Bien entendu, la religiosité n’a pas disparu de la rive européenne de la Méditerranée[3], le sacré persiste notamment dans des secteurs séculiers comme celui de l’environnement. L’éthique environnementale est une des métamorphoses actuelles du sacré. Ainsi s’annoncent les linéaments de ce nouveau paradigme environnemental.
Conclusion
Ces sagesses environnementales, très présentes en Méditerranée dans les deux rives, mériteraient une meilleure considération. L’enjeu est d’utiliser astucieusement ces croyances, vivaces ou latentes, et d’en faire un levier pour développer un tourisme durable et responsable.
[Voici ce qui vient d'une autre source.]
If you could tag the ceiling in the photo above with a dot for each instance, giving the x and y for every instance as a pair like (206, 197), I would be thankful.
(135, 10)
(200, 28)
Car sans adhésion des populations locales, sans la prise en considération de leurs normes, valeurs, et croyances, ce nouveau tourisme a peu de chance de perdurer face à l’uniformisation culturelle et à la globalisation économique.
Paul Valéry définissait la Méditerranée comme un « espace matriciel, une machine à faire de la civilisation »[4]. Rêvons un peu : face à la fade et impersonnelle globalisation, la Méditerranée pourrait innover en proposant comme nouvelle civilisation : une globalisation vernaculaire, à savoir le triomphe du local sur le mondial…
Notes
[1] C’est Barack Obama qui a rédigé en 1997 les statuts de la Bourse mondiale des droits d’émission de gaz à effet de serre.
[2] Édouard Goldsmith, Le Tao de l’écologie, Une vision écologique du monde, Éditions du Rocher, 2002.
[3] Robert Tessier, « L’éthique du développement durable : quels fondements ? Une comparaison avec l’ascétisme séculier chez Weber », in J. Prades, J.-G. Vaillancourt et R. Tessier (dirs.), Environnement et développement. Environnement et développement. Questions éthiques et problèmes socio-politiques, Montréal, Fidès, 1991, pp. 73-95.
[4] Cité in Confluences Méditerranée, n° 42, 2002, p. 65.